3. We construct 4 rays for sweeping the set of geometric points. Two rays are parallel and orthogonal to the other two rays, and take up the direction of the basis vectors for such coordinate system (that is, in the direction of x, or y respectively in two dimensions). The x horizontal ray iterator is the control point for resetting the point of origin of the vertical ray on a post iteration cycle.
4. Fortune's method used computes rapidly the base geometry for our given cell polygon, we should have the vertices and edges handy for the Voronoi node cell's polygon that the ray's occupy.
5. We can use a sense to nearest edge construction of any ray's position by having pre computed x-y boundaries for such. Computed a nearest edge boundary is shown by diagram in a previous post with the 3 gon example. In any n-gon case, we can describe a set of nested triangles (we call this nTri) for such nearest edge boundary radiating from centroid of the voronoi cell (call this Cv) to vertex (the edges generated from two neighboring vertices sharing such edge generate the triangle of nTri). Procedurally, however, the method exists, whether we use coordinate map boundaries position testing to the nearest y and x to a triangle in nTri or using say vector direction angle with upper and lower boundaries given for any triangle of nTri. Ideally such maps are well suited to rapidly convergence of a nearest edge, otherwise relative to a more blind test approach which would involve distance measuring to all edges of the voronoi cell.
6. With nearest edge found from the previous step, we can compute the shortest distance to such edge, and then having a paired scale parameter (the overall height of such nTri triangle).

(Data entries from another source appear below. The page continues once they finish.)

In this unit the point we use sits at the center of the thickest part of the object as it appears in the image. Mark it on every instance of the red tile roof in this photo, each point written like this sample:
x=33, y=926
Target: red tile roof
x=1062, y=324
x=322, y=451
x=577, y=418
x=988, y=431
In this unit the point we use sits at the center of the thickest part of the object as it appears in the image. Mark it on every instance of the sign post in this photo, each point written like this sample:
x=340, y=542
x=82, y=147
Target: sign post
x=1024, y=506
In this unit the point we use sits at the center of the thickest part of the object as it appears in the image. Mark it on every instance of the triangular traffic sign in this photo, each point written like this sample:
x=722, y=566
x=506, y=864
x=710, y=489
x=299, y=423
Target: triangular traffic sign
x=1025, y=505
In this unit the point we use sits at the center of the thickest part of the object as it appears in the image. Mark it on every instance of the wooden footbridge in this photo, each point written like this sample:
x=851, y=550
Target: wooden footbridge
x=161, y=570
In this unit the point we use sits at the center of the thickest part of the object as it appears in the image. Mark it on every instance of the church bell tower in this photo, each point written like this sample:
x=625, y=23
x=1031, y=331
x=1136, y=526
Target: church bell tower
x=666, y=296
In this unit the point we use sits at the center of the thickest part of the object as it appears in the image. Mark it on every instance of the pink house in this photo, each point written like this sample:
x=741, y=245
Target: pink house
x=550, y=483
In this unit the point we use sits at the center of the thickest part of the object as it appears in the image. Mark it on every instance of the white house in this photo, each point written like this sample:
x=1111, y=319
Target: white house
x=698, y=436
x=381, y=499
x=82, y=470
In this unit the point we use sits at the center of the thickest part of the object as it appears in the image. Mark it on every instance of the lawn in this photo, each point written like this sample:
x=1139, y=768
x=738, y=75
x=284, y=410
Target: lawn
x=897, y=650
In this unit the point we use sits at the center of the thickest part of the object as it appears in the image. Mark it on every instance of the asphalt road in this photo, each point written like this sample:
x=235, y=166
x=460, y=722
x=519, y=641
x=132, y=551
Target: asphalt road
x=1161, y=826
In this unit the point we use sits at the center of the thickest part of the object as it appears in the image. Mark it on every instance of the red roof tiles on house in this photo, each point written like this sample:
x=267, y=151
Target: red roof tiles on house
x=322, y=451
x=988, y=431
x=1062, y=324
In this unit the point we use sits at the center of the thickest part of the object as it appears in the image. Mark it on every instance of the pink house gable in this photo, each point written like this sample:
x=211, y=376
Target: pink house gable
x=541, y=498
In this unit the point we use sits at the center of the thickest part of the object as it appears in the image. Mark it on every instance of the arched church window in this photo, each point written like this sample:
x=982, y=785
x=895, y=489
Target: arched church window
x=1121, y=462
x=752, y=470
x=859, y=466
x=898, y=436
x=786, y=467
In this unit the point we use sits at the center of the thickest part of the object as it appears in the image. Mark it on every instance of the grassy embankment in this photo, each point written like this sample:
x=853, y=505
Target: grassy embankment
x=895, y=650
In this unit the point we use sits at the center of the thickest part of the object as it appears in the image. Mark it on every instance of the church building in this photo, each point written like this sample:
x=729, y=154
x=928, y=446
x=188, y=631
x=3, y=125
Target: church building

Another possibility for faster rasterisation/
Another method could employ upon already drawn up sets of points for a known geometry. Meaning that if we were to overlay such geometry in the Voronoi cell, then maybe we could write blocks of points at a time, as opposed to having to point by point compute these. It seems whatever method chosen we have to keep in mind the re scaling and rotation of these geometry primitives alongside a management of getting around point by point computations for scale and rotation factors. One possibility could be something like a best fit geometry choice, where one need simply input say a map key that consisted of say a rotation and scale parameter, and a precomputed geometric table were returned with already rasterized points. This would require having some data file to rely upon, and so forth. One big potential problem to this is alignment between the gradient shades (height map coordinates) and the scale parameter of the nTri triangle.
If you were new to this, maybe there is added expense for method 1, but this method obviously seems a bit easier for now, and elsewhere anyways, rasterization of the pixels does require a pixel by pixel read of data sets regardless for heightmap rasterization.